We compared Ms. A's mean daily temperatures for the days during which she took the highest dose of olanzapine (11.25 mg/day) with all other hospital days (days 18–31 versus days 1–17 and 32–68). There were a total of 49 days for which at least one temperature reading was available. Her mean temperature was 35.53°C during the highest-dose olanzapine days, and 36.45°C on the other days. Analysis with a Student t test showed that the difference between these means was statistically significant (t=4.03, df=47, p<0.01).

Discussion

This case demonstrates a possible relationship between olanzapine treatment and hypothermia in a single patient. In general, an antipsychotic medication can be the sole cause of hypothermia, or it can be one of a number of possible causes coexisting in the individual patient who develops hypothermia.

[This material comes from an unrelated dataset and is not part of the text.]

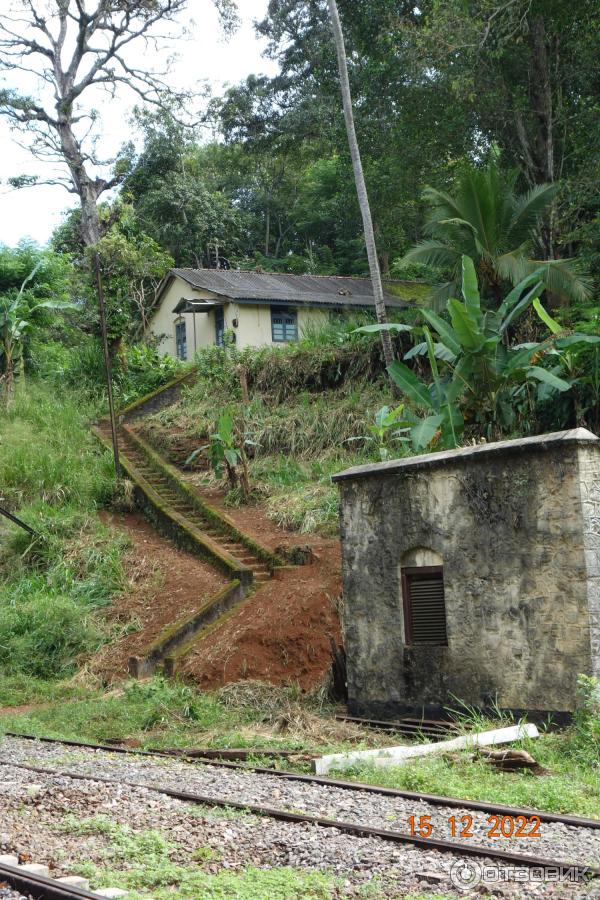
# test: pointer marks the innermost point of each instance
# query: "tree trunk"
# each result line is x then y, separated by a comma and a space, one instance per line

The few previously reported cases of hypothermia associated with olanzapine reflect both of these patterns. In one case, a 73-year-old woman with schizophrenia developed profound hypothermia (31.7°C) 4 hours after the administration of a single 10-mg dose of olanzapine.¹⁶ Her temperature returned to normal after cessation of the olanzapine. On other occasions the same patient had developed hypothermia while taking haloperidol or thioridazine. The patient had no known general medical causes of hypothermia other than the medications.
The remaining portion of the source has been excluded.